Furthermore, they are quite useful. You get much more mobility riding a bike through a town then just getting a car. They can also be much cheaper. However, many people make the mistake of just buying the first bike they come across, the one that looks the coolest, without thinking about what they need. Buying your motorcycle depends, above all, on what you want, and where you will be riding it the most. And since this is not the lightest of purchase you can get, going in blind is a bad idea. Below is a short checklist on what you need to keep in mind if you want to get the most bang for your buck.

Old or new

The first thing you should think about is how much money you are willing to invest. Many green riders get a cheap and used bike, and essentially practice on it. Scrapes, falls, and damage will definitely happen. Think about whether you would rather learn everything you can on an old bike, use it up, and sell it for scrap metal once it’s completely destroyed, or go with a new one. With a newer bike you would probably be more willing to do regular repairs and maintenance work (not that you shouldn’t do the same for an old one), and actually keep it for some time.

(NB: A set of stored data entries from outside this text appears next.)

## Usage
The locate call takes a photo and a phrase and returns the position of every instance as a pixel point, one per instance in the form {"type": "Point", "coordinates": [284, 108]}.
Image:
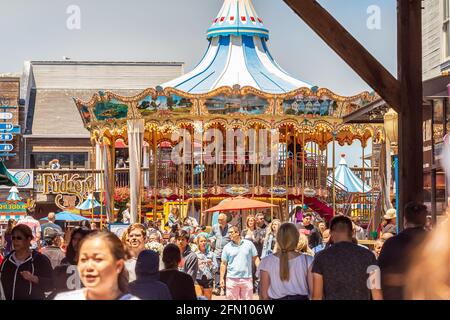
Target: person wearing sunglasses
{"type": "Point", "coordinates": [25, 274]}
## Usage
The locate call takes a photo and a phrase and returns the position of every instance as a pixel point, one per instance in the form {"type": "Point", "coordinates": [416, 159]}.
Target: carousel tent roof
{"type": "Point", "coordinates": [346, 177]}
{"type": "Point", "coordinates": [237, 55]}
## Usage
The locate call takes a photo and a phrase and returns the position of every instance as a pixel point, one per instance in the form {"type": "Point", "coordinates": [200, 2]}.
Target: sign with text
{"type": "Point", "coordinates": [72, 185]}
{"type": "Point", "coordinates": [6, 136]}
{"type": "Point", "coordinates": [25, 178]}
{"type": "Point", "coordinates": [6, 115]}
{"type": "Point", "coordinates": [6, 147]}
{"type": "Point", "coordinates": [5, 126]}
{"type": "Point", "coordinates": [11, 207]}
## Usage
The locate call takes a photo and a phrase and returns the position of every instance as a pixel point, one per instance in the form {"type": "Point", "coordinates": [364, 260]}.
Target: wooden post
{"type": "Point", "coordinates": [334, 171]}
{"type": "Point", "coordinates": [155, 177]}
{"type": "Point", "coordinates": [410, 116]}
{"type": "Point", "coordinates": [404, 94]}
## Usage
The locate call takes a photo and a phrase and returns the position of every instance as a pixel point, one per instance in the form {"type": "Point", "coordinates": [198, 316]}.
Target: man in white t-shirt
{"type": "Point", "coordinates": [35, 227]}
{"type": "Point", "coordinates": [126, 217]}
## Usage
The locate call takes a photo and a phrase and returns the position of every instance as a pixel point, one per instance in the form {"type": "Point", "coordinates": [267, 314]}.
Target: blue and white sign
{"type": "Point", "coordinates": [6, 126]}
{"type": "Point", "coordinates": [6, 137]}
{"type": "Point", "coordinates": [25, 178]}
{"type": "Point", "coordinates": [6, 115]}
{"type": "Point", "coordinates": [6, 147]}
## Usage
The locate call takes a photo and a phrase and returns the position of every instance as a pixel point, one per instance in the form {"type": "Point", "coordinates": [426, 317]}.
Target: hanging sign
{"type": "Point", "coordinates": [6, 126]}
{"type": "Point", "coordinates": [6, 136]}
{"type": "Point", "coordinates": [70, 190]}
{"type": "Point", "coordinates": [6, 115]}
{"type": "Point", "coordinates": [24, 177]}
{"type": "Point", "coordinates": [6, 147]}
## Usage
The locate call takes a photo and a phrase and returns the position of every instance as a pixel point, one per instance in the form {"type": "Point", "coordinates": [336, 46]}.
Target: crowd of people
{"type": "Point", "coordinates": [184, 261]}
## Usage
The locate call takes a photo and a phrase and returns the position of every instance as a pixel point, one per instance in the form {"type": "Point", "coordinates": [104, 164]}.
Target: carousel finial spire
{"type": "Point", "coordinates": [237, 17]}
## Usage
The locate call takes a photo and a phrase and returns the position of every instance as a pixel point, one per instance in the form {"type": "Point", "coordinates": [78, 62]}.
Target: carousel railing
{"type": "Point", "coordinates": [371, 175]}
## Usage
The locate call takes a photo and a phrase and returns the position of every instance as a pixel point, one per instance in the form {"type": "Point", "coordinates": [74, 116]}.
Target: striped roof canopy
{"type": "Point", "coordinates": [346, 177]}
{"type": "Point", "coordinates": [237, 55]}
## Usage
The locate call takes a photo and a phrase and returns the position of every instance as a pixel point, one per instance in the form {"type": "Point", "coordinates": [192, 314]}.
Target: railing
{"type": "Point", "coordinates": [187, 176]}
{"type": "Point", "coordinates": [372, 180]}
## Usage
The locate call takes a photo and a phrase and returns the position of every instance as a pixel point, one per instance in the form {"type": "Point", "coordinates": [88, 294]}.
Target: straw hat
{"type": "Point", "coordinates": [390, 214]}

Of course, if you already have riding experience, then this becomes an issue of pure initial cost. And if you know how to do some repairs and maintenance work on your own, then you will be spending less money on that too. And remember, you also need to invest in some equipment. Getting a good helmet, and some padded clothes, is a must. Check out the MX Store, or any other respectable bike gear shop, and get what you need. Order online if you have to, just be sure that the helmet fits, and that it passes all of your country’s regulations and certificates.

How much weight do you need?

There is a rule of thumb that essentially goes – the heavier your bike is, the harder it is to control. This of course does not mean it’s impossible to ride a heavy bike, even for a beginner. And know that heavier bikes are most often more durable, and have a lot more power behind them. If you know what you’re doing, a heavier bike can even be safer than a regular one.

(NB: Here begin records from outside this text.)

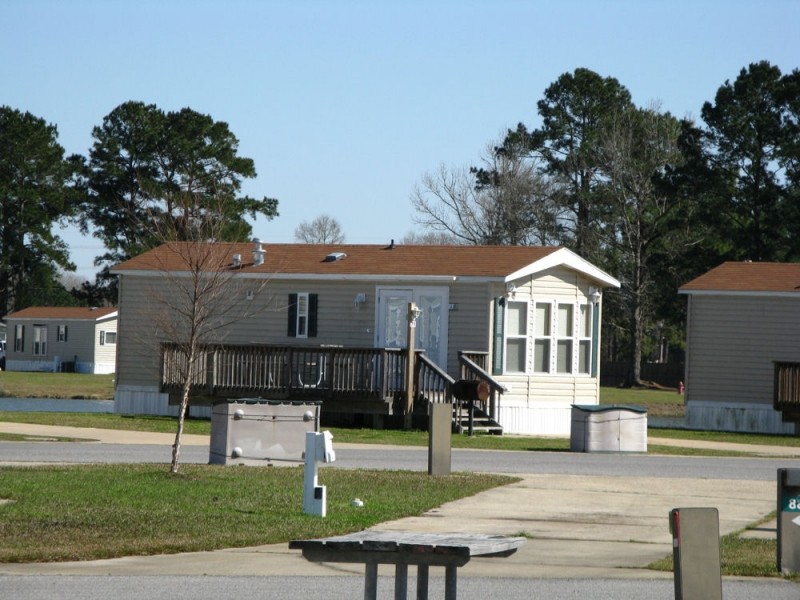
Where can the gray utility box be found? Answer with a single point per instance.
(608, 428)
(789, 520)
(695, 553)
(261, 432)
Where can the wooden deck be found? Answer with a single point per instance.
(366, 381)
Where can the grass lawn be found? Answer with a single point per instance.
(18, 384)
(100, 511)
(740, 557)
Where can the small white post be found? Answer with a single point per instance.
(319, 447)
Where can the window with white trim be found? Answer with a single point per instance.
(19, 338)
(303, 315)
(585, 339)
(108, 337)
(565, 339)
(516, 337)
(543, 332)
(562, 338)
(39, 340)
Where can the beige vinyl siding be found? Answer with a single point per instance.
(82, 344)
(469, 321)
(733, 342)
(105, 353)
(530, 388)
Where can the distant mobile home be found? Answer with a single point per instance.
(743, 318)
(533, 312)
(53, 338)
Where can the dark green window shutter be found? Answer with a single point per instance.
(312, 315)
(292, 331)
(498, 335)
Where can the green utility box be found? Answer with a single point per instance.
(789, 520)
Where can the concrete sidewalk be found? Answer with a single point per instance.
(577, 526)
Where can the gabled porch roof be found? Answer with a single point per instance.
(395, 262)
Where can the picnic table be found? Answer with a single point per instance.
(448, 550)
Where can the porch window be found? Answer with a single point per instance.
(543, 326)
(19, 338)
(585, 339)
(565, 339)
(516, 337)
(39, 340)
(302, 315)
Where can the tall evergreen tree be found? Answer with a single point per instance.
(150, 172)
(34, 195)
(573, 111)
(746, 132)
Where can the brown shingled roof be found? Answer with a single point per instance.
(62, 312)
(748, 277)
(408, 260)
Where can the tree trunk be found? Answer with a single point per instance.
(176, 447)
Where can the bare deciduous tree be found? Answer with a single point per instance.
(506, 201)
(199, 294)
(322, 230)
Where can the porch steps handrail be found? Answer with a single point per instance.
(470, 369)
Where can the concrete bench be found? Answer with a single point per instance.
(406, 548)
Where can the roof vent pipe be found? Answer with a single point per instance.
(258, 253)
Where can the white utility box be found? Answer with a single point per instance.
(261, 432)
(608, 428)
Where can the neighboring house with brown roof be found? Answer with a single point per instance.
(61, 338)
(742, 318)
(535, 311)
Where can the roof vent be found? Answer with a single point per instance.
(258, 252)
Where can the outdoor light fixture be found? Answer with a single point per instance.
(414, 312)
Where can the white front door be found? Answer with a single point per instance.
(431, 333)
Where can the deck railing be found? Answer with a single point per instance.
(472, 365)
(283, 371)
(786, 390)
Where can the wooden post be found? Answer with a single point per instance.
(413, 313)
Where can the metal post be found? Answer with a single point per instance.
(401, 581)
(371, 581)
(413, 313)
(422, 582)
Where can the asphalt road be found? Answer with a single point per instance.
(370, 457)
(67, 587)
(213, 587)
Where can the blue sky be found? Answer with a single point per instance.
(345, 105)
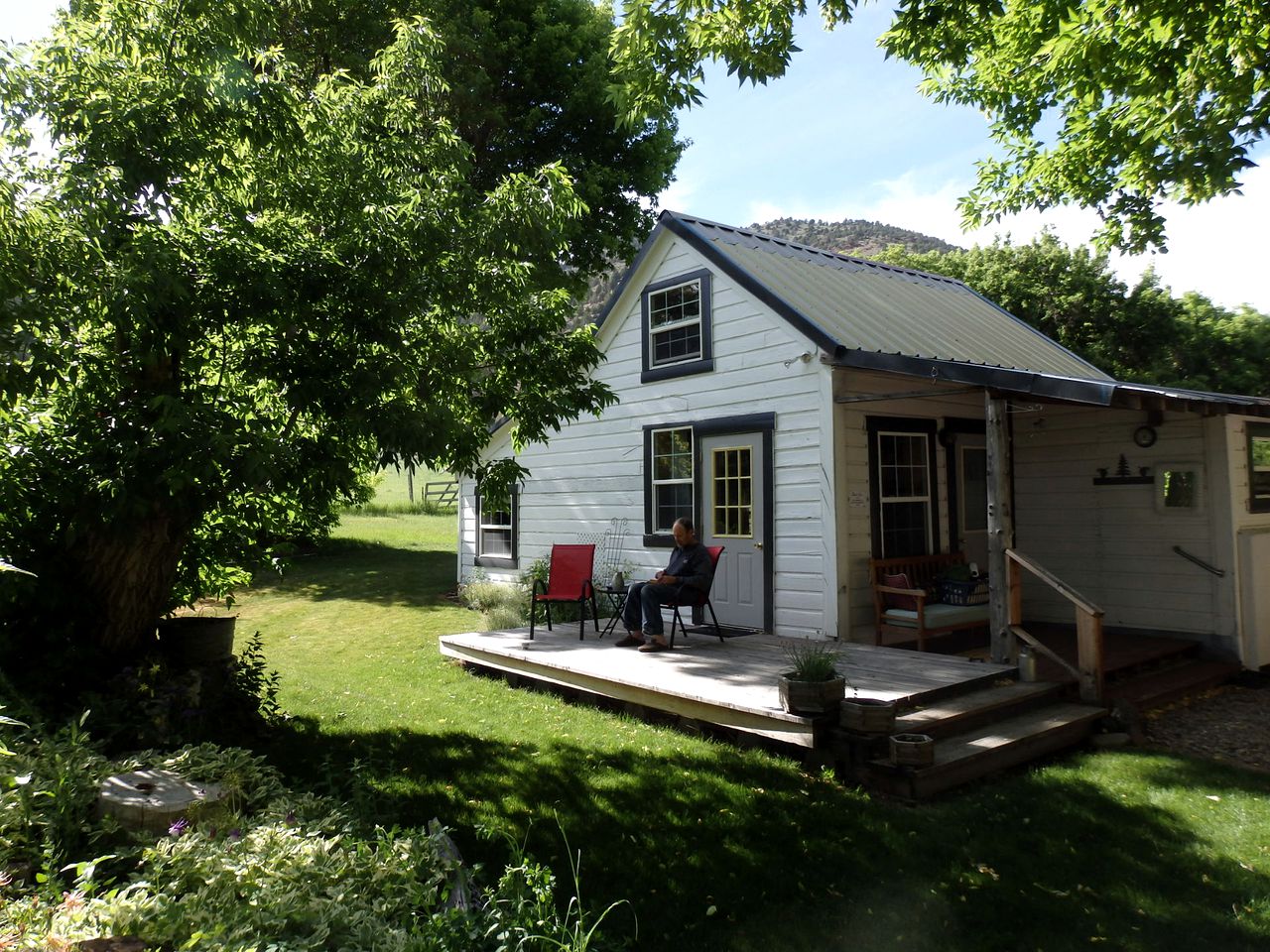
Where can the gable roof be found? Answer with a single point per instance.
(846, 303)
(878, 316)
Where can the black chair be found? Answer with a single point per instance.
(691, 597)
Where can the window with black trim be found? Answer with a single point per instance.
(903, 488)
(1259, 467)
(497, 531)
(676, 326)
(671, 457)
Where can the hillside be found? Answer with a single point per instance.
(852, 236)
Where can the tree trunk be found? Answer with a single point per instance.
(128, 571)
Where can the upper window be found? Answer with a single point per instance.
(1259, 467)
(495, 532)
(676, 324)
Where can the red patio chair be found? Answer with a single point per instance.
(568, 580)
(690, 597)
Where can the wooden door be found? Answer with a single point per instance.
(733, 515)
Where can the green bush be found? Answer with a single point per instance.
(264, 869)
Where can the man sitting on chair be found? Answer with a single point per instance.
(689, 565)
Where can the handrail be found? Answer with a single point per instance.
(1040, 648)
(1088, 624)
(1201, 562)
(1055, 581)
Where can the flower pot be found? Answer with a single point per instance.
(197, 640)
(869, 715)
(912, 749)
(811, 697)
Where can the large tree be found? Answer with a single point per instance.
(229, 285)
(527, 84)
(1105, 104)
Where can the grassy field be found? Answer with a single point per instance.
(725, 849)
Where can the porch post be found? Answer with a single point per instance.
(1001, 525)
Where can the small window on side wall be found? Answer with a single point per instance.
(497, 531)
(1259, 467)
(1179, 488)
(676, 327)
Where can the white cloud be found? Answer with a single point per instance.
(1209, 246)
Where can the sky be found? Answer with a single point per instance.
(846, 135)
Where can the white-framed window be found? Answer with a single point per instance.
(671, 484)
(497, 532)
(1179, 488)
(1259, 467)
(903, 486)
(676, 326)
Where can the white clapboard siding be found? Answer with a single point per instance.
(593, 470)
(1111, 543)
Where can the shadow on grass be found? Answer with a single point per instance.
(382, 575)
(726, 849)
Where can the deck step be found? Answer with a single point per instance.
(966, 757)
(960, 712)
(1167, 684)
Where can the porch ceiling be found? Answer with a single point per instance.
(1069, 390)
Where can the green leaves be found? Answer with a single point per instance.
(234, 285)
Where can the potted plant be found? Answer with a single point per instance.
(198, 640)
(813, 684)
(869, 715)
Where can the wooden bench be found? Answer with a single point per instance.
(925, 615)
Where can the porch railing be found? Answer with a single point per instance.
(1088, 669)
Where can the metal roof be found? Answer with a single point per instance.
(876, 316)
(851, 303)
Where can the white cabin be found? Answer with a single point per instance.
(812, 411)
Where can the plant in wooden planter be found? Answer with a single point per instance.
(813, 684)
(869, 715)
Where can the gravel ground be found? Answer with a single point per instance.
(1229, 724)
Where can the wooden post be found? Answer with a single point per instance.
(1001, 526)
(1088, 648)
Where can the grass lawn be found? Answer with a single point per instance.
(719, 848)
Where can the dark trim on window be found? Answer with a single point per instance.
(1255, 430)
(901, 424)
(701, 365)
(744, 422)
(500, 561)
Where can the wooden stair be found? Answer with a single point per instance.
(1165, 684)
(976, 734)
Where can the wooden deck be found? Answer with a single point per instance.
(730, 684)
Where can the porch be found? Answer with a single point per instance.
(729, 684)
(982, 717)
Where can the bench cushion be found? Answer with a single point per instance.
(939, 616)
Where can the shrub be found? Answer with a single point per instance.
(812, 658)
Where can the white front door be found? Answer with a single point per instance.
(734, 516)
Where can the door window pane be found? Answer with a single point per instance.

A heavier bike might not be the best choice for an urban setting. First of all, you won’t need all the power and strength behind it, since you won’t get an opportunity to actually use it. It also isn’t the easiest thing to control in a constant move and stop traffic jam. On the open road, however, you can use its power to full effect.

What type of bike do you prefer?

There are a couple of types of motorbikes that you may be interested in. They can be roughly categorized into cruisers, “naked” bikes, scooters, sports bikes, and dual sports.

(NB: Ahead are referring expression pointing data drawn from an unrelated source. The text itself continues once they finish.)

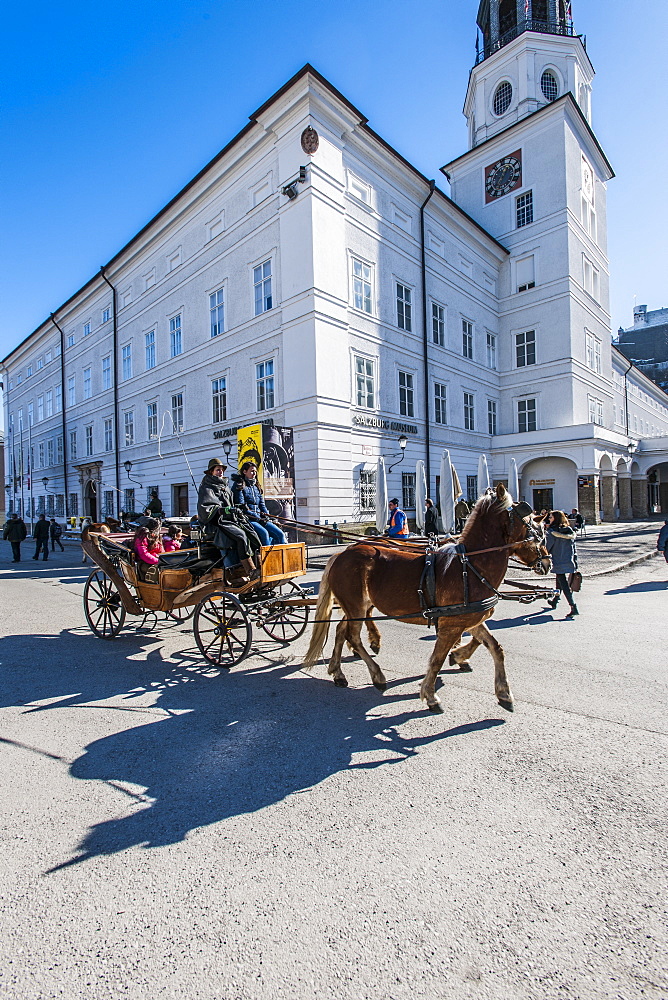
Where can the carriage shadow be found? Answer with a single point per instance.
(227, 744)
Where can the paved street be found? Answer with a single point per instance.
(168, 832)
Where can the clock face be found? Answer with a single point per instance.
(503, 176)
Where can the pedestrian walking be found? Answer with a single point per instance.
(662, 540)
(430, 518)
(15, 532)
(560, 543)
(55, 531)
(41, 535)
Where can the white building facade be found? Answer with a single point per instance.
(310, 276)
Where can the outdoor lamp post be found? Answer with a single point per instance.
(403, 441)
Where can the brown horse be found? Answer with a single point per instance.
(367, 575)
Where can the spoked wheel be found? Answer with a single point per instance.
(285, 623)
(104, 610)
(222, 629)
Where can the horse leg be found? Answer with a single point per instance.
(355, 640)
(461, 654)
(445, 640)
(501, 687)
(334, 668)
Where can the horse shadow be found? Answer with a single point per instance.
(226, 743)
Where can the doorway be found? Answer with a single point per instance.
(543, 499)
(180, 500)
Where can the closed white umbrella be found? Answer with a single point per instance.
(420, 493)
(513, 480)
(447, 494)
(483, 475)
(381, 496)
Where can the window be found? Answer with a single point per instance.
(525, 273)
(262, 287)
(467, 338)
(177, 412)
(149, 348)
(129, 427)
(361, 286)
(503, 95)
(408, 490)
(264, 380)
(406, 408)
(404, 308)
(491, 416)
(175, 342)
(126, 361)
(219, 399)
(524, 209)
(365, 388)
(596, 412)
(367, 489)
(217, 312)
(593, 352)
(525, 349)
(491, 350)
(526, 415)
(438, 324)
(440, 400)
(152, 419)
(549, 85)
(591, 279)
(469, 412)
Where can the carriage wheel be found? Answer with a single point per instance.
(222, 629)
(104, 610)
(286, 624)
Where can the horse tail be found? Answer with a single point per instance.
(323, 615)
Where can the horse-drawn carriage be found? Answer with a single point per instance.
(193, 583)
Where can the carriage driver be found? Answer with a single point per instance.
(225, 526)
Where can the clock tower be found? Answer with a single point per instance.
(535, 177)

First, we have cruisers. This is the old-fashioned, old school type of motorcycle. These are great for some relaxed rides for a couple of reasons. First of all, you get a low seat height, getting your feet closer to the ground. Their engines are set up so as to be perfect for low-speed torque, which makes them much easier to control. However, while they are easy to control in one respect (i.e. the engine setup), they have somewhat awkward ergonomics. Think of how, for example, a Harley Davidson has high bars. Essentially, handling can get weird if you’re not used to it. These are often quite affordable as well.

Naked (or standard) bikes are the modern standard. These are quite comfortable to ride, and give you a neutral riding position that is quite natural for the human spine. A good option is that larger models are more powerful than even a sports bike. This, however, also means that you need to be careful, since too much power is not a good option for beginners. On the other hand, experienced riders will definitely appreciate it. You also won’t get much weather protection, unless you get it built in.

Good old scooters are the easiest to ride and to control. They are also very cheap, both regarding their initial cost, and the cost of maintaining and repairing them. However, scooters simply don’t have the raw power to be useful on the open road. They are great for an urban setting, but on the highway they fall short.

Sports bikes are all about speed and power. They are essentially racing replicas that are very light, and very powerful, making them difficult to control if you don’t know what you’re doing. Furthermore, as we’ve mentioned these are race replicas, meaning all their ergonomic setups are for just that – racing. This may not make them as comfortable as they could be. And, of course, you need to figure out how much speed you want, and understand whether you can use said speed anywhere near you.

Finally, adventure bikes (or dual sports). These can go off-road, and are perfect for longer trips. These are the perfect bikes for long trips, riding around the country, being quite light, but also very tough. Any damage this bad boys suffer will be next to non-existent (within reason), and are furthermore cheap to repair. However, the seats can be somewhat tall, and their initial cost is expensive.



Getting a bike is a big commitment, something that should not be taken lightly. But if you do your homework, and keep this checklist in mind, you will definitely find everything you need. Above all remember what you need, and where you want to ride, and you will be as right as rain.